Самый выразительный пример – песня «Марафон», где первый стих:
«раздвигается» обычно в исполнении следующим образом: «Я бегу-бегу-бегу-бегу-бегу-бегу – долго бегу, потому что сорок километров бежать мне – я бегу-бегу, топчу, скользя…» А далее основной текст все время осложняется вставками. Приведем один фрагмент, заключив «лишние» слова в скобки:
Здесь стих проверяется на прочность, на речевую органику и, как видим, это испытание он выдерживает, сохраняя свое «единство и тесноту», приобретая еще один ритмический уровень (стабильный текст выступает как бы «метром», а текст исполнения – своеобразным «сверхритмом»). Тут, кстати, появляется возможность, говоря стиховедчески, варьировать анакрузу, свободно переключаться с ямба на хорей, с хорея на ямб.
Здесь есть и глубокий иронический подтекст. Мы живем в тщательно отредактированном мире: лишние, случайные, подозрительные слова отбрасываются, вычеркиваются, поскольку наша официальная культура строго выдерживает заданный «размер». А в «лишних» словах, в оговорках и небрежностях нередко и таится как раз самая ценная информация. В мире Высоцкого живая, обыденная, «презренная проза» как бы высовывается из-за стихового фасада. И этот диалог поэзии и прозы (во всех смыслах обоих слов) пронизывает все написанное Высоцким.
Интересно, как создается этот диалог в незавершенном прозаическом опыте Высоцкого – «Романе о девочках». Роман, начатый остро и круто, вырастал из песен «блатного» цикла первой половины шестидесятых годов: те же характеры, ситуации, конфликты. Автор сплетает в тугой сюжетный узел судьбы проститутки Тамары Полуэктовой, уголовника Кольки Святенко, актера Александра Кулешова, палача сталинских времен Максима Григорьевича… Трудно строить какие-либо предположения о дальнейшем развитии событий романа, возможных его сюжетных поворотах. Зато можно увидеть кое-какие вполне проявившиеся в пределах двух авторских листов принципы подхода Высоцкого-прозаика к своему материалу. Материал, прямо скажем, неизящный, нуждающийся в основательном художественном преодолении.

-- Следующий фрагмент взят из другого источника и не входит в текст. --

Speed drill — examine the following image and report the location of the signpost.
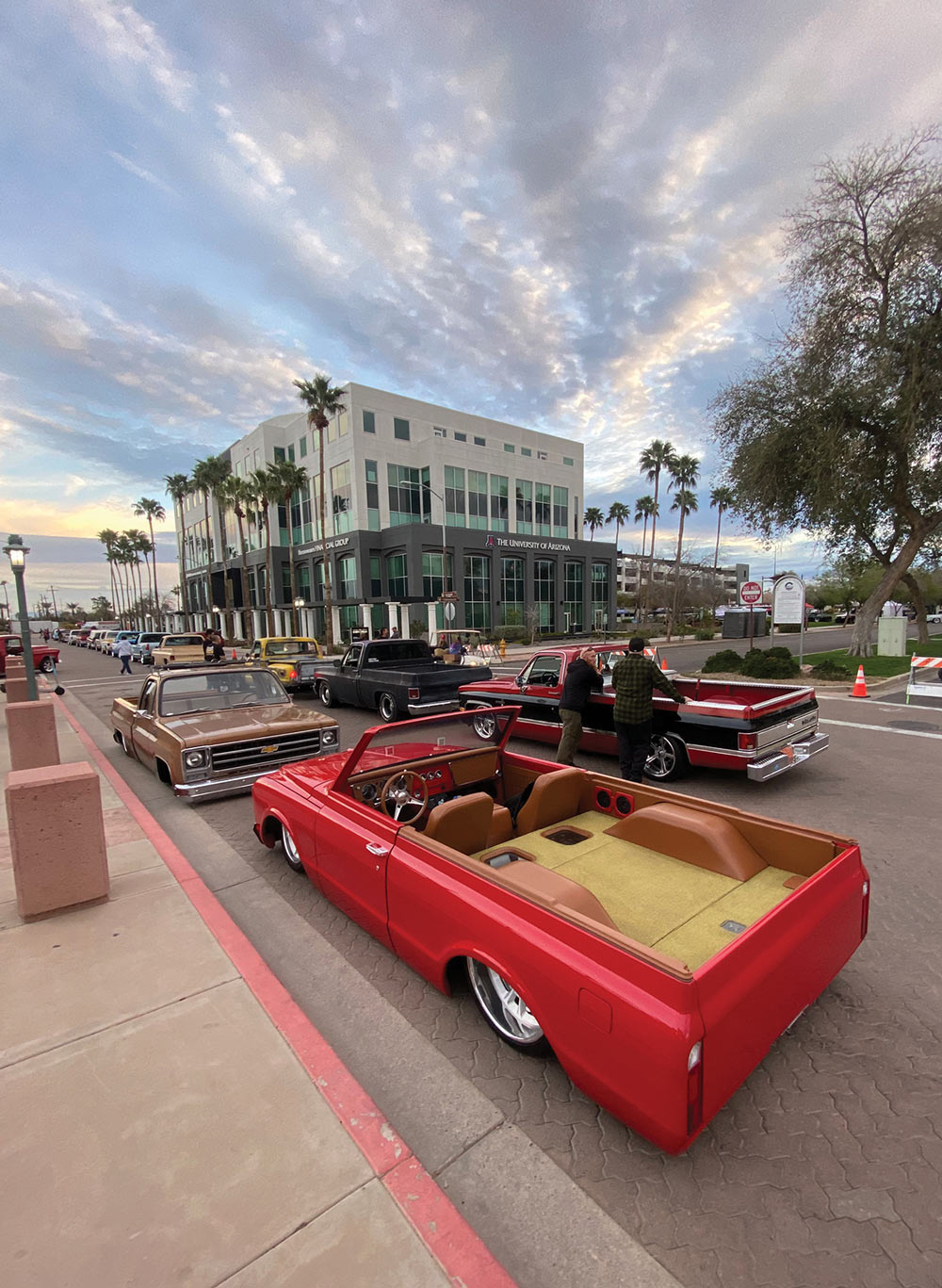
[739,581,762,648]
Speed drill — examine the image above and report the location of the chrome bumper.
[746,733,832,783]
[405,698,460,716]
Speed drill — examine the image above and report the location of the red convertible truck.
[0,635,59,675]
[252,709,869,1152]
[458,646,830,783]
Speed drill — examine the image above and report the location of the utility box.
[876,617,908,657]
[723,608,769,640]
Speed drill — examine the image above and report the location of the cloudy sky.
[0,0,942,599]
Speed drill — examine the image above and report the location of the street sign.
[772,577,804,626]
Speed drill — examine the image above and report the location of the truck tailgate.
[693,845,869,1122]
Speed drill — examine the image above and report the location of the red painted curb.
[53,695,514,1288]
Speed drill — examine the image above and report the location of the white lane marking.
[819,720,942,738]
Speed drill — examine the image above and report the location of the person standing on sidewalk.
[611,635,688,783]
[115,638,131,675]
[556,648,602,765]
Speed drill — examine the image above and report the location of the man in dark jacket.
[611,635,688,783]
[556,648,602,765]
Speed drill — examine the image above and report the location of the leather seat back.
[516,768,584,836]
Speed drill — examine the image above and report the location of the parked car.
[252,709,869,1152]
[316,639,490,722]
[461,645,829,783]
[131,631,163,666]
[110,664,340,800]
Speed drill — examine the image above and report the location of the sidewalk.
[0,698,512,1288]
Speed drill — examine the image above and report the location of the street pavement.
[43,631,942,1288]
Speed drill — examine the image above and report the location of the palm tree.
[270,461,308,635]
[193,456,232,622]
[710,487,736,573]
[605,501,632,558]
[581,505,605,541]
[668,456,700,639]
[134,496,168,628]
[288,371,346,652]
[163,474,193,631]
[219,474,254,644]
[249,470,282,635]
[639,438,677,621]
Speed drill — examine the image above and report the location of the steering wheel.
[380,769,429,823]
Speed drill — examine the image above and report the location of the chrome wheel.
[467,957,549,1055]
[282,823,303,872]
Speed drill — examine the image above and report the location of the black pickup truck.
[314,640,490,722]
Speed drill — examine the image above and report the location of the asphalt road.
[60,648,942,1288]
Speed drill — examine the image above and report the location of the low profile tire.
[464,957,552,1055]
[379,693,398,724]
[644,733,690,783]
[282,823,303,872]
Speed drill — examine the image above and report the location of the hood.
[161,702,337,745]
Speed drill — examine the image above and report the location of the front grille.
[210,729,320,778]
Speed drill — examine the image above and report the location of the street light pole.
[4,532,39,702]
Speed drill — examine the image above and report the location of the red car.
[252,709,869,1152]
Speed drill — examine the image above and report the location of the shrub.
[702,648,744,673]
[811,657,852,680]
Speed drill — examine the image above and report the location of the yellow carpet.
[479,810,791,970]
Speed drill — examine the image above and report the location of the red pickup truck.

Существуют определенные традиции «возвышения» криминальной тематики. Одна из них – романтизация персонажей, своеобразная инъекция «духовности», щедро производимая автором (заметим, что именно так действуют и в наше время гласности литераторы «острой» темы: девицы легкого поведения у них, как правило, отличаются бескорыстием, интеллектуальностью и готовностью к самой чистой любви). Нетрудно убедиться, что Высоцкий таким путем не пошел, что авторский взгляд на Тамару отнюдь не совпадает с настроением влюбленного в нее Кольки-Коллеги: «Просто так вошла, а не влетела, как ангел, и пахло от нее какими-то духами, выпивкой и валерьянкой; и синяки были на лице ее, хотя тон был с утра уже положен, и густо положен. Но ничего этого Колька не заметил…»
Другой путь – возвышение остроумием: криминальный персонаж покоряет читателей шутками и философскими афоризмами. Такая традиция имеет немало ярких достижений (в частности, рассказы Бабеля, столь близкого Высоцкому), но к нашему времени очевидна ее исчерпанность: обаятельные, сыплющие каламбурами и парадоксами преступники изрядно приелись, они как-то не смотрятся на реальном фоне тех монстров и садистов, о которых мы узнаем из прессы и которые, увы, гораздо более типичны, чем их условно-литературные двойники. Высоцкий-романист явно держит в узде свое остроумие, а уж с персонажами им не делится совершенно.